On the dynamics of buoyant jets in a linearly stratified ambient

Abstract

We report mean flow and turbulence characteristics of a buoyant jet evolving in a linearly stratified ambient with stratification strength N=0.4 s−1. The velocity and density fields are captured experimentally using simultaneous particle image velocimetry and planar laser-induced fluorescence technique. We report our findings by strategically choosing four axial locations such that it covers different flow regimes; namely, momentum-dominated region, buoyancy-dominated region, neutral buoyant layer, and plume cap region. The results at these axial locations are presented as a function of the radial co-ordinate to provide a whole field picture of the flow dynamics. From the mean axial velocity and density fields, it is seen that the velocity and the scalar (density) widths are of the same magnitude in the momentum-dominated region but show significant difference in the buoyancy-dominated region and beyond. It is also seen that the axial velocity for the buoyant jet is consistently higher than pure jet at different axial locations due to buoyancy-aided momentum. With the help of turbulent kinetic energy (TKE) budget analysis, it is seen that the shear production (P) and TKE dissipation (ϵ) for a buoyant jet are higher compared to the case of pure jet at different axial locations, cementing the role of buoyancy and stratification on the flow dynamics.
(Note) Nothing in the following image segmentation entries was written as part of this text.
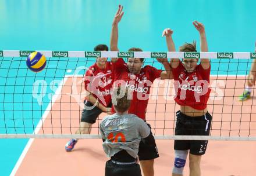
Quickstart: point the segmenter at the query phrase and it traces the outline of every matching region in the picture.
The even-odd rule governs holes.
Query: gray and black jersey
[[[150,134],[150,128],[141,119],[134,114],[114,113],[106,116],[100,124],[99,131],[103,148],[108,157],[125,150],[136,158],[141,138]]]

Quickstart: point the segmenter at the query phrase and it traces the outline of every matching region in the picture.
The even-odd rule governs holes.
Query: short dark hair
[[[120,95],[120,91],[125,89],[125,95],[120,98],[116,98],[116,105],[114,105],[116,109],[119,112],[125,112],[127,111],[130,107],[131,100],[128,100],[129,87],[122,89],[120,86],[117,88],[116,95]],[[123,89],[123,90],[121,90]]]
[[[104,44],[99,44],[94,47],[94,51],[101,52],[101,51],[108,51],[108,47]]]
[[[142,49],[139,47],[131,47],[129,49],[128,52],[143,52]],[[140,61],[142,63],[144,61],[144,58],[140,58]]]
[[[197,52],[197,43],[193,41],[193,43],[185,43],[180,47],[180,52]]]

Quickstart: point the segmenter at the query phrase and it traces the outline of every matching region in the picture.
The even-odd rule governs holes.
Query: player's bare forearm
[[[165,71],[162,71],[161,75],[161,79],[172,79],[173,76],[172,72],[172,68],[170,64],[167,62],[163,62],[162,63],[165,67]]]
[[[110,49],[111,51],[118,51],[118,24],[113,23],[110,41]]]
[[[166,36],[166,37],[167,48],[168,49],[168,52],[175,52],[175,45],[174,44],[173,40],[172,39],[172,35]],[[176,68],[179,63],[179,58],[170,58],[170,67],[172,68]]]
[[[205,32],[200,32],[200,50],[201,52],[208,52],[208,44]],[[209,58],[201,58],[201,64],[204,69],[208,69],[210,65]]]

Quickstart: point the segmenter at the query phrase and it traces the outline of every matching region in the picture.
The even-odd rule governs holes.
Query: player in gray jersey
[[[140,142],[143,140],[149,145],[154,144],[147,123],[136,115],[128,114],[128,95],[127,88],[114,89],[112,103],[116,113],[105,117],[100,124],[103,148],[111,157],[106,163],[106,176],[141,175],[136,159]]]

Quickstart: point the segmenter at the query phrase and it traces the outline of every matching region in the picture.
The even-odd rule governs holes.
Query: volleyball
[[[40,52],[33,52],[27,58],[27,66],[32,71],[42,71],[46,65],[46,58]]]

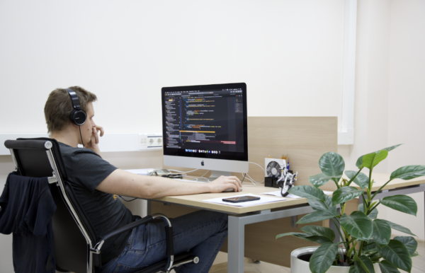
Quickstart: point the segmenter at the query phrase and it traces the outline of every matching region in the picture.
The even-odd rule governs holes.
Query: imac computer
[[[164,87],[164,164],[211,170],[210,181],[248,172],[246,85]]]

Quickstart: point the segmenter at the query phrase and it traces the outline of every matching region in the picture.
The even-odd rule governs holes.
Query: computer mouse
[[[242,188],[239,187],[240,191],[242,191]],[[234,190],[232,187],[230,187],[228,189],[226,189],[225,190],[222,191],[222,192],[233,192]]]

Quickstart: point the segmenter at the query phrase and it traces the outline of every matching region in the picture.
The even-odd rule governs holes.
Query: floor
[[[413,267],[411,273],[425,272],[425,243],[419,242],[417,252],[419,256],[412,258]],[[400,269],[400,272],[405,271]],[[245,273],[290,273],[290,268],[261,262],[259,264],[254,262],[245,263]],[[210,272],[210,273],[212,273]],[[227,269],[214,271],[213,273],[227,273]]]

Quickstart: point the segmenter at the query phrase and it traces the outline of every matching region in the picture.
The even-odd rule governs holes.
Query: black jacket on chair
[[[0,233],[13,233],[15,272],[55,273],[52,216],[56,205],[47,178],[11,173],[0,207]]]

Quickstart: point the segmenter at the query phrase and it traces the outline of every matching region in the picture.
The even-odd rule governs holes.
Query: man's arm
[[[98,125],[94,126],[92,127],[90,142],[86,144],[84,147],[93,150],[95,153],[102,157],[102,153],[101,153],[101,150],[99,149],[99,146],[98,145],[99,143],[99,136],[98,135],[98,132],[101,132],[101,136],[103,136],[103,134],[105,134],[103,127]]]
[[[236,176],[221,176],[208,183],[193,183],[157,176],[139,175],[118,169],[106,177],[96,189],[113,194],[152,199],[222,192],[230,187],[239,192],[242,185]]]

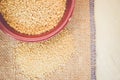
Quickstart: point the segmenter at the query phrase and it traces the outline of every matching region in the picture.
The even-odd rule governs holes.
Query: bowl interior
[[[14,29],[12,29],[7,24],[7,22],[4,20],[4,18],[2,17],[1,14],[0,14],[0,28],[5,33],[8,33],[10,36],[14,37],[15,39],[21,40],[21,41],[43,41],[43,40],[46,40],[46,39],[54,36],[58,32],[60,32],[65,27],[67,22],[69,21],[71,15],[72,15],[73,9],[74,9],[74,0],[67,0],[66,5],[67,5],[66,11],[65,11],[64,16],[62,17],[61,21],[58,23],[58,25],[55,28],[53,28],[52,30],[45,32],[43,34],[26,35],[26,34],[19,33],[17,31],[15,31]]]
Further, it is observed that the buoyancy flux (B) aids and destroys TKE intermittently in the radial direction, and it is at least O(102) smaller than P, ϵ, and the mean flow buoyancy flux (F). Finally, the relative strength of the turbulent transport of momentum to that of scalar in the radial direction is quantified using the turbulent Prandtl number, Prt. It is seen that Prt ≈1 upto the neutral buoyant layer and ≈ 0.6 in the plume cap region. The current set of results obtained from experiments are first of its kind and elucidates various aspects of the flow which hitherto remained unknown and will also prove to be useful in testing numerical simulations for buoyancy-driven flows.